Lloyd Odom Brown (1928–1993) was a Democratic lawyer from Ohio who was appointed to the Ohio Supreme Court.

==Early life and education==

Lloyd Brown was born in Little Rock, Arkansas on December 12, 1928. His parents were William S., Sr. & Lillie Brown. They moved to Cleveland, Ohio in 1931. William Brown died in 1940, and Lloyd worked in the pressroom of the Call and Post newspaper and at his uncle's shoe store to help support the family.

Brown was a radioman in the United States Coast Guard from 1946 to 1949. He then worked in a potato chip factory and used veteran's educational benefits to pay for education at The Ohio State University, where he received bachelor's degrees in political science and law and a juris doctor in 1955.

==Career==

Brown practiced law in Cleveland in 1955 with Theodore M. Williams. In 1956 and 1957 he practiced with Cleveland City Councilman Charles V. Carr. From 1958 to 1959 he was assistant attorney general under Ohio Attorney General William B. Saxbe. He became assistant Cuyahoga County prosecuting attorney in 1959, serving until 1967.

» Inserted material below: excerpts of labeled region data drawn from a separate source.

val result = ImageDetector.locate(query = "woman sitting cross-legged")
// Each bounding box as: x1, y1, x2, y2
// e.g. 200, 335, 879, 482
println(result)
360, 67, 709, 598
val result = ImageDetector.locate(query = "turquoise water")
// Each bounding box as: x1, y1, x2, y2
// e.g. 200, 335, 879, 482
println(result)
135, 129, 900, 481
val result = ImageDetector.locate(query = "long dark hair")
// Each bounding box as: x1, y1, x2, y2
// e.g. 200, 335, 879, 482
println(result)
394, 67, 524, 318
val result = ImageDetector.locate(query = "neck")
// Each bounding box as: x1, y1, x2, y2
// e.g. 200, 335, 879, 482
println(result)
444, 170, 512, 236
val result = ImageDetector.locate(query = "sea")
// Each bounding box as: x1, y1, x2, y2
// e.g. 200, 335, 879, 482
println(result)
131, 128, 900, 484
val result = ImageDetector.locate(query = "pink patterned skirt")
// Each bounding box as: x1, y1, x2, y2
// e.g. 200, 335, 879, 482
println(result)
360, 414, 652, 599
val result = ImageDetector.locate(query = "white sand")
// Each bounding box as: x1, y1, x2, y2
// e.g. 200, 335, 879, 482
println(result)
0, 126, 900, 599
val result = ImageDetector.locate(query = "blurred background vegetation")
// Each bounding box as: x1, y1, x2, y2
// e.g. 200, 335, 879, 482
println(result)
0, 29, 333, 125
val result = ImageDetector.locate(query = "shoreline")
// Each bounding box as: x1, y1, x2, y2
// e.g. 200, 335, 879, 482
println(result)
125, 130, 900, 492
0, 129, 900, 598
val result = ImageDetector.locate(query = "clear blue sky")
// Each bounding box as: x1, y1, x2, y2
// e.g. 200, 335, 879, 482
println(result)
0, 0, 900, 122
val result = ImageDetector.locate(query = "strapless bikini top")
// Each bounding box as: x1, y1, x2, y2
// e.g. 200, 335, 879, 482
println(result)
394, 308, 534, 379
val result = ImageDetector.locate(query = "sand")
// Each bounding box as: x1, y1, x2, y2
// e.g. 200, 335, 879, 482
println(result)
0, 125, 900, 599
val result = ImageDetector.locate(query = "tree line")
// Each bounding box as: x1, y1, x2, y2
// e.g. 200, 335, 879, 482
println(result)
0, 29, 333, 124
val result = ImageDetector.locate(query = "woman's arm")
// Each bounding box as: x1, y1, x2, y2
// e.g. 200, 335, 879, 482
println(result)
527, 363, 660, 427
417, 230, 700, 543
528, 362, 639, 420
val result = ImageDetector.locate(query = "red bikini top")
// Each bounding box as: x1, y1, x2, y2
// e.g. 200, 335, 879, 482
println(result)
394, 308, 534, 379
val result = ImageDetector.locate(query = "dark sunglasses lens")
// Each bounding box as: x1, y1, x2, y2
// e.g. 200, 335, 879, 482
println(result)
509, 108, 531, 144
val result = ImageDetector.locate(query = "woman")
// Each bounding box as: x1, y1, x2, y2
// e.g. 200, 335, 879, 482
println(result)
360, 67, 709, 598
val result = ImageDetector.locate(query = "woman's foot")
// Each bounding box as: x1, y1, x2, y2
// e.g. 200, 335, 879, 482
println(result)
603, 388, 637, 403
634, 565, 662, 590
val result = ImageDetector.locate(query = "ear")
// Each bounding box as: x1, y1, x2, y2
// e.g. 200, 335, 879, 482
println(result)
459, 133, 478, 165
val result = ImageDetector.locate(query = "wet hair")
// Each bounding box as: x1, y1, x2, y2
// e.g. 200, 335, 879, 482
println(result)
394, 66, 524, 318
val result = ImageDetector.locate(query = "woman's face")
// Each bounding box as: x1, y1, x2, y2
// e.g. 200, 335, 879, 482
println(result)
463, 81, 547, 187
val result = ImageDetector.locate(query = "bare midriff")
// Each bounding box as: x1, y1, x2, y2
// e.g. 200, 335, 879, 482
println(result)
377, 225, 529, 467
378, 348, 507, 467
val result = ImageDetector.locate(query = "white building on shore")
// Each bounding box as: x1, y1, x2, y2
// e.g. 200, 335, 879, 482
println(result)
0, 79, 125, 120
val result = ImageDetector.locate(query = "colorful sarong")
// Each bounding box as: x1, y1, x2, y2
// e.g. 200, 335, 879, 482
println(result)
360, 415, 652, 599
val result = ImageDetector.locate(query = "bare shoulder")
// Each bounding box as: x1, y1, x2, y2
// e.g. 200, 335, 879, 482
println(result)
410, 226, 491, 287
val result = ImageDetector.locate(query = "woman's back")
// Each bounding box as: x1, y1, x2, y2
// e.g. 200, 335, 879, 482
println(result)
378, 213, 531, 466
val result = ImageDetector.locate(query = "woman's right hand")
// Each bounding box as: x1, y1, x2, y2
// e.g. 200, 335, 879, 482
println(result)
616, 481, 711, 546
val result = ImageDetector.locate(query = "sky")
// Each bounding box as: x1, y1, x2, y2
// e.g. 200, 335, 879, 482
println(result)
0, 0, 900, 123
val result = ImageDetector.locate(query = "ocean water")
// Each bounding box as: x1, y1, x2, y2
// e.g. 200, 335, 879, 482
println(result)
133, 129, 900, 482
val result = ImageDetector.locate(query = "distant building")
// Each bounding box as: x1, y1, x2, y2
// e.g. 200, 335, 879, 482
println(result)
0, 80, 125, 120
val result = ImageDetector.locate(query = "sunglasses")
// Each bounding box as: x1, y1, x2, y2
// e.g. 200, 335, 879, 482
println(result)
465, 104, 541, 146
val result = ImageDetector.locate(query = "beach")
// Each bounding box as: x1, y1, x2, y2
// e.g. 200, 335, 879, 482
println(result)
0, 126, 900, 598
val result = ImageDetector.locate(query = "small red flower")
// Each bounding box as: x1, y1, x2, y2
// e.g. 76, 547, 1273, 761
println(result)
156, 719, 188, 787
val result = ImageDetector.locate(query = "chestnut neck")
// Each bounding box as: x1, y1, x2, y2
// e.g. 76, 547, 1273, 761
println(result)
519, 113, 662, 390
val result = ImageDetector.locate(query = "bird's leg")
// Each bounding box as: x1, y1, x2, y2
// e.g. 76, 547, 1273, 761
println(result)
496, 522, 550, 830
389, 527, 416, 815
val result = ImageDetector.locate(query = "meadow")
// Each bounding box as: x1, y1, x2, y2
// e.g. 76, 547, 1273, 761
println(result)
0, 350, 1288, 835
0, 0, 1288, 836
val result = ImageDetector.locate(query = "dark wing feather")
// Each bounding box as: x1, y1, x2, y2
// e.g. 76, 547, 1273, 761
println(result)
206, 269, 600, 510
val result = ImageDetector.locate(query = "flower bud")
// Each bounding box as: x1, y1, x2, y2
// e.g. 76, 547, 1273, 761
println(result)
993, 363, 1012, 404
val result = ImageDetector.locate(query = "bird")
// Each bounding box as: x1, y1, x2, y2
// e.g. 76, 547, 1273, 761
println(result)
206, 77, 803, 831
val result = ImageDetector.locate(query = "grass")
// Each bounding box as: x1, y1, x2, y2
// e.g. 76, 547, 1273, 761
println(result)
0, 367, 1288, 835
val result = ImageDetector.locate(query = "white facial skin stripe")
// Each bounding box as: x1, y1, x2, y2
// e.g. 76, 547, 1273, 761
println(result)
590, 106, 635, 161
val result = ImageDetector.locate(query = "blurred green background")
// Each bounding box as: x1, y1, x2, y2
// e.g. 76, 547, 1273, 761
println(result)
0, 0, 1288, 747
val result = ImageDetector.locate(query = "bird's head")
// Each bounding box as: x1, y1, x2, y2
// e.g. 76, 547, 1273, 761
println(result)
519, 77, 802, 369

Brown was elected judge of the Cleveland Municipal Court in 1967. In 1971, Ohio Supreme Court justice Robert Morton Duncan was appointed to the federal bench, and Brown was appointed to the vacancy by Governor John J. Gilligan. In 1972, he ran for a six-year term on the court, but lost to Paul W. Brown.

On January 12, 1973, Governor Gilligan appointed Brown to the Cuyahoga County Court of Common Pleas. He was elected to a six-year term in 1974, and re-elected in 1980, but declined to run again in 1986.

In 1984, Governor Dick Celeste appointed Brown to the Ohio Board of Regents, where he served as secretary of the board at his death in 1993. He also was a partner at Weston, Hurd, Fallon, Paisley and Howley from 1987 to 1993.

==Personal life and death==

Brown died one month short of retirement on May 5, 1993. He was survived by his wife, Phyllis Brown and three children.